Second, “keywords” can be domains themselves, I’ve even seen URLs used as a “keyword”. If these keywords appear in the HTTP Host header or in the GET request they will be “blocked”.
Third, the way the blocking works is that the 3-way TCP handshake will be established but when the GET request goes through the GFW sends RST packets to both the requester and the host (spoofed to appear as if they were from one another) to tear down the connection then host and the requester respond to each other with more RST packets. (There is some additional variation, but thats the basic version, see Steven Murdoch et al’s paper http://www.cl.cam.ac.uk/~rnc1/ignoring.pdf for more details).
The tricky part is that depending on the GFW (maybe related to the load) some of the transaction will go through.
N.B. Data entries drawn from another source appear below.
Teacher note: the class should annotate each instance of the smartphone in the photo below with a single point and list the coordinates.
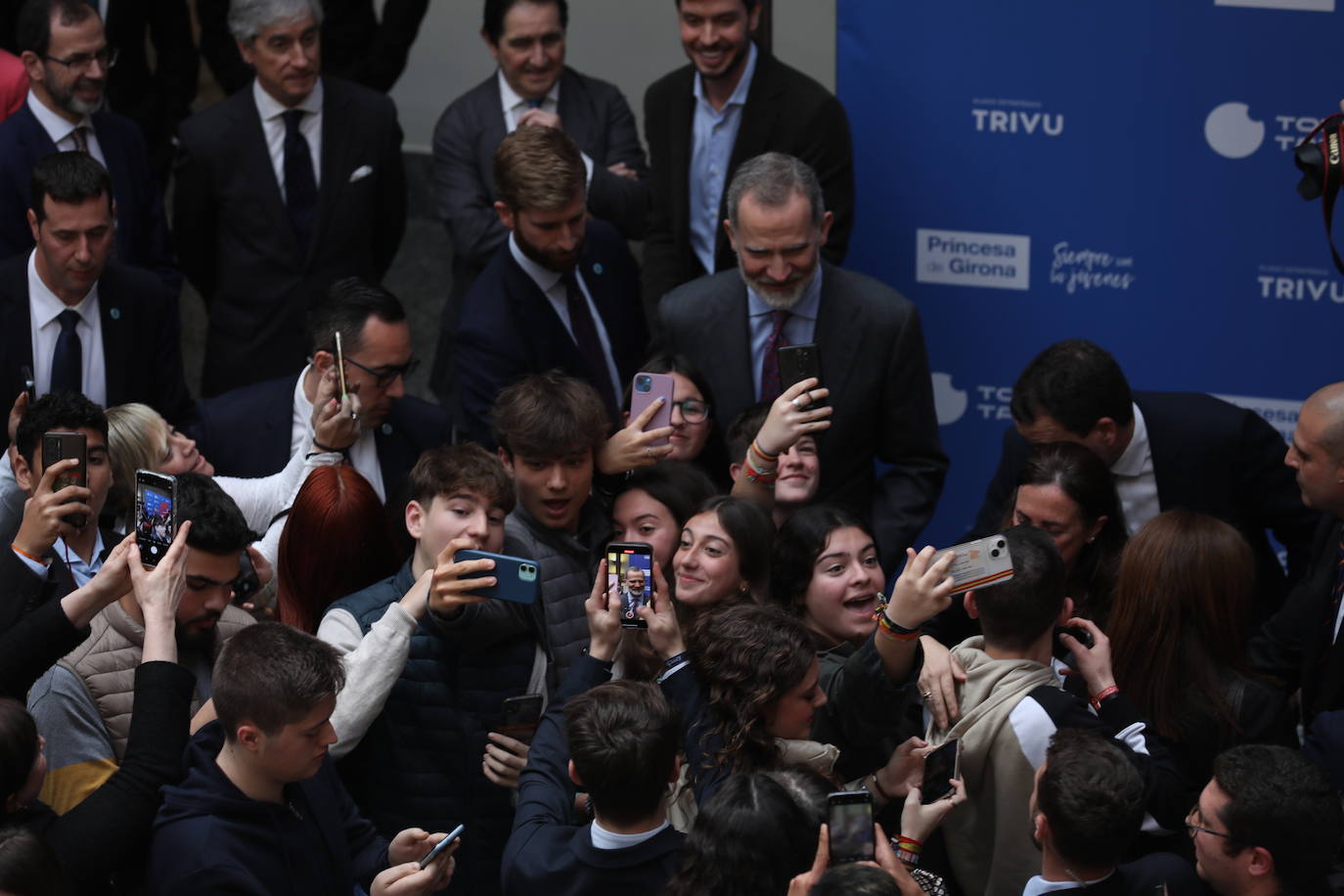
(157, 515)
(978, 563)
(941, 765)
(441, 845)
(629, 575)
(60, 446)
(340, 363)
(850, 820)
(798, 363)
(29, 383)
(246, 585)
(644, 389)
(515, 578)
(519, 716)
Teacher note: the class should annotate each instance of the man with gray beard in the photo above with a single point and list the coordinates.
(67, 57)
(869, 338)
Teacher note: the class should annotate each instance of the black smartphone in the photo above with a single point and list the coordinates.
(61, 446)
(29, 383)
(247, 583)
(340, 363)
(940, 766)
(515, 578)
(441, 845)
(519, 716)
(798, 363)
(629, 576)
(157, 515)
(850, 821)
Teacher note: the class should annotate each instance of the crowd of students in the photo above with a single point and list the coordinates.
(383, 658)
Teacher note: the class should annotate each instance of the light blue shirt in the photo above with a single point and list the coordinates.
(798, 328)
(712, 136)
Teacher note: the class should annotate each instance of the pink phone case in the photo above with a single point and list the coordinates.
(644, 389)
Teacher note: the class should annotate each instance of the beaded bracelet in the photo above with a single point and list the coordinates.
(1100, 694)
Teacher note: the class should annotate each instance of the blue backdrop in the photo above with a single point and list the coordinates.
(1117, 171)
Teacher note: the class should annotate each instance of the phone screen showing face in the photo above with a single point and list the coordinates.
(940, 766)
(851, 827)
(629, 578)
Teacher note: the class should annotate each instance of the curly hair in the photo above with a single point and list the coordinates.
(746, 658)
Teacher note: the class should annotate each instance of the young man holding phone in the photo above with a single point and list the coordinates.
(262, 809)
(417, 722)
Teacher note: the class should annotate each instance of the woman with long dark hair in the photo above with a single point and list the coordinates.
(1178, 634)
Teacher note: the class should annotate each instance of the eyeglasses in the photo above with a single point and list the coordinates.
(384, 377)
(693, 410)
(1192, 828)
(81, 61)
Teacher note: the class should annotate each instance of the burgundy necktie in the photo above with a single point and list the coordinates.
(770, 383)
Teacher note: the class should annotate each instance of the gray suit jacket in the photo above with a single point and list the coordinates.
(874, 363)
(592, 112)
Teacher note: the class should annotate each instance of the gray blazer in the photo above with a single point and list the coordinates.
(874, 363)
(593, 113)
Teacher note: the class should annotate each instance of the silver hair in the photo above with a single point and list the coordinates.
(247, 18)
(772, 177)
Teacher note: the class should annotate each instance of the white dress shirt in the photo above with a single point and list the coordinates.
(273, 125)
(550, 284)
(363, 453)
(43, 310)
(1135, 479)
(62, 132)
(514, 108)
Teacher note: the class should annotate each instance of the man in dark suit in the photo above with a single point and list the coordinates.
(75, 320)
(67, 61)
(620, 741)
(560, 294)
(358, 45)
(254, 430)
(531, 87)
(1164, 450)
(869, 338)
(283, 190)
(1085, 812)
(157, 94)
(1300, 644)
(734, 103)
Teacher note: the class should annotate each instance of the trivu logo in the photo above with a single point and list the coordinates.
(1232, 130)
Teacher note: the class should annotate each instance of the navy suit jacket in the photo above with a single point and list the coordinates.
(509, 330)
(141, 230)
(141, 337)
(238, 246)
(1211, 457)
(246, 432)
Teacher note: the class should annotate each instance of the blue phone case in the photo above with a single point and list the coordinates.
(516, 578)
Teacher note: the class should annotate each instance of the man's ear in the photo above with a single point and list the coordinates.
(1262, 863)
(23, 473)
(416, 518)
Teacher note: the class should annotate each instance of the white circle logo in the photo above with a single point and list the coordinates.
(1232, 130)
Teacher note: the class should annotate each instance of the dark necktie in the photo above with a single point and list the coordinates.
(770, 383)
(67, 360)
(586, 337)
(300, 182)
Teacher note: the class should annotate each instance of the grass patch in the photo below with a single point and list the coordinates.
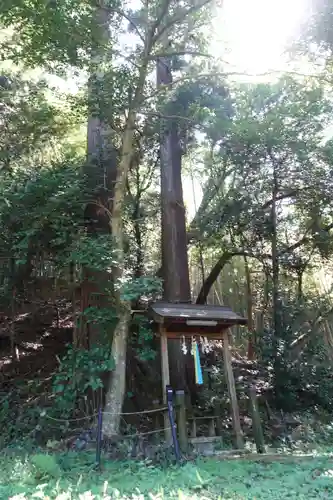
(71, 477)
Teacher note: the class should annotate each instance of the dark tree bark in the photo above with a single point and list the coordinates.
(174, 241)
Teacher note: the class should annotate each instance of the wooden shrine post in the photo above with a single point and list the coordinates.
(177, 321)
(232, 392)
(165, 382)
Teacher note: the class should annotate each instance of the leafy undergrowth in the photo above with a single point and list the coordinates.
(71, 476)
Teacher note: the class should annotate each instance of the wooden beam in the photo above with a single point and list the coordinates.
(165, 381)
(232, 392)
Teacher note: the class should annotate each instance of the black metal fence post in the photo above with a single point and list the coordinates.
(169, 392)
(99, 437)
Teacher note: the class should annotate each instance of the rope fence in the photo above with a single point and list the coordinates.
(89, 417)
(100, 414)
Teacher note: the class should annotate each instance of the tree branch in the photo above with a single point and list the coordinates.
(215, 272)
(179, 18)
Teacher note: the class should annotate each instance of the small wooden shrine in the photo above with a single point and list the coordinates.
(178, 321)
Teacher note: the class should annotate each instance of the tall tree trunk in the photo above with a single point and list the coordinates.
(277, 323)
(174, 241)
(250, 323)
(100, 170)
(117, 385)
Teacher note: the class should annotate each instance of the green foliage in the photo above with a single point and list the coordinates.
(144, 339)
(79, 371)
(210, 479)
(32, 125)
(144, 286)
(45, 467)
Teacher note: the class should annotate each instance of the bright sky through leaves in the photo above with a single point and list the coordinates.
(252, 35)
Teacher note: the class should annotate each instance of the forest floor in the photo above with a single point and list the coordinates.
(71, 476)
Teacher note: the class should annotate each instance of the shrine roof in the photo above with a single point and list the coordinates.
(163, 312)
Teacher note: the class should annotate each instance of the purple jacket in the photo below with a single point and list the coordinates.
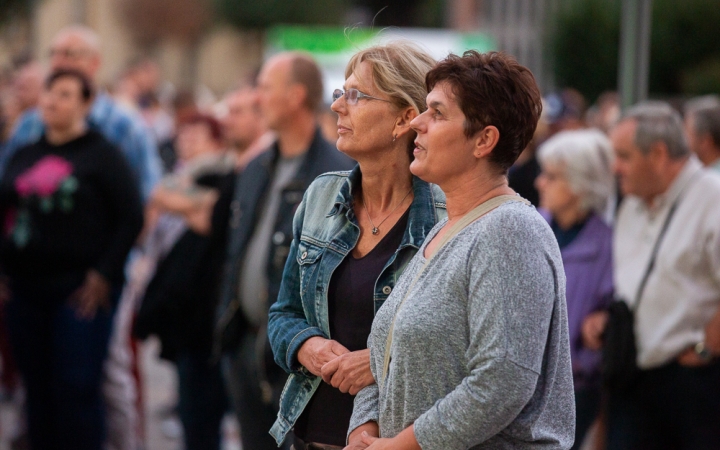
(588, 269)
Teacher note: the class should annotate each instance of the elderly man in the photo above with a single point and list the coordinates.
(702, 124)
(266, 196)
(667, 268)
(78, 48)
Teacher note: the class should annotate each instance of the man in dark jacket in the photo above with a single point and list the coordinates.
(265, 198)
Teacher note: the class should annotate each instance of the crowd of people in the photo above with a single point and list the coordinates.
(451, 264)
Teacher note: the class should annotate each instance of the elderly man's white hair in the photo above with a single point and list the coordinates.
(85, 33)
(586, 156)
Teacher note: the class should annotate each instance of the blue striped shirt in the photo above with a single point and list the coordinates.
(117, 124)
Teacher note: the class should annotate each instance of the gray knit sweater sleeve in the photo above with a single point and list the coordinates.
(480, 353)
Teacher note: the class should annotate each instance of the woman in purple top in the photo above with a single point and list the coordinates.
(576, 189)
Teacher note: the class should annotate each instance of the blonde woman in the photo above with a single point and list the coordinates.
(353, 235)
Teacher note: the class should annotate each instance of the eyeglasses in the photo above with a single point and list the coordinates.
(352, 95)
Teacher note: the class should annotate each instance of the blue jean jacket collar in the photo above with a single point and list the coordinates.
(422, 209)
(427, 208)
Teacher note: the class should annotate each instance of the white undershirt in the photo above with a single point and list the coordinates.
(683, 291)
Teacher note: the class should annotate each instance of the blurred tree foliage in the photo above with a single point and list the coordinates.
(381, 13)
(684, 55)
(10, 9)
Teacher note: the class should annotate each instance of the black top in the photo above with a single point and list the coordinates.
(351, 312)
(65, 209)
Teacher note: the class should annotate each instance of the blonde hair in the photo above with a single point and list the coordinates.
(398, 71)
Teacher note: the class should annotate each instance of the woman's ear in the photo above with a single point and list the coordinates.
(485, 141)
(402, 123)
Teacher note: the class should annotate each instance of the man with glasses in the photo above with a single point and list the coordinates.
(267, 193)
(78, 48)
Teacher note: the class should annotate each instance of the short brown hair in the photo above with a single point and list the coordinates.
(493, 89)
(305, 71)
(86, 88)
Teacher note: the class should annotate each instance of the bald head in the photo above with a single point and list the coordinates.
(76, 47)
(289, 84)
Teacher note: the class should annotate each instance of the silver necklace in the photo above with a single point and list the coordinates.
(376, 229)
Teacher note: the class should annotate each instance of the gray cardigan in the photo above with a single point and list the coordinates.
(480, 352)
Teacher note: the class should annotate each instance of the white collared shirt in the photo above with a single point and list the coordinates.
(683, 291)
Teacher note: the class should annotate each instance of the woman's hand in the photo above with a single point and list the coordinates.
(318, 351)
(349, 372)
(403, 441)
(355, 440)
(593, 328)
(92, 295)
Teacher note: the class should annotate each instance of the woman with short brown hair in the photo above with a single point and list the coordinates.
(471, 348)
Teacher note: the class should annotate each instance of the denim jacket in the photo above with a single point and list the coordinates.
(325, 230)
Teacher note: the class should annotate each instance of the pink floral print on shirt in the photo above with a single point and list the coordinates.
(49, 184)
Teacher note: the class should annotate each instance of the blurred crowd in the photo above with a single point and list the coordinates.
(176, 217)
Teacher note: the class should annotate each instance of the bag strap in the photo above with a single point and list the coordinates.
(658, 241)
(466, 220)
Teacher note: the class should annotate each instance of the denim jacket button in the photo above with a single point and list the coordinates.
(278, 238)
So for example, you may get half (or more!) of the html before the RST packet. Also, part of the page may load because, for example, it is not until an image with a keyword in its file name is loaded that the RST packet is sent.
Finally, the most tricky part. Because of the combination of additional RST packets from the GFW (and then the RST from the requester and host in response) further connections between the requester and host (not the internet as often reported) are disrupted for sometime. This means that if you are in China and you connect to Google (hosted outside of China) and you search for a banned keyword (the keyword goes into the GET request) you’ll be blocked. If you hit the back button in your browser and get the cached copy of Google and then search for a NOT blocked keyword it will appear to be blocked because your connection to Google is still being subjected to RST packets. This sometimes results in reports that certain keywords are blocked when in fact they are not.
Another important point to recognize is that this is dependant upon IP address. So, if the site you connect to has multiple IP addresses the behaviour may seem even more consistent and you requests may be being server by different IP addresses. For testing purposes it is best to connect directly to an IP rather than a domain name to ensure that you are always connecting to the same IP.
On June 27 2007, I captured traffic between myself and yahoo.cn (hosted in China, as well as some other hosts in China) using “.yahoo.com” (yes, that starts with a period, e.g. if affects all *.yahoo.com domains including mail.yahoo.com) and can confirm that it was subjected to the “keyword-in-url” blocking behaviour with “.yahoo.com” as the keyword.
However, and this is my opinion, the RST packet were quite slow to respond. In some cases the RST did not come until after the page loaded successfully (future connection were subjected to RST’s). It is possible that many requests for “.yahoo.com” were causing the GFW to slow down, anecdotaly the RST packets were not being received as fast as they usually are.
On June 28 2007″.yahoo.com” is no longer blocked by China.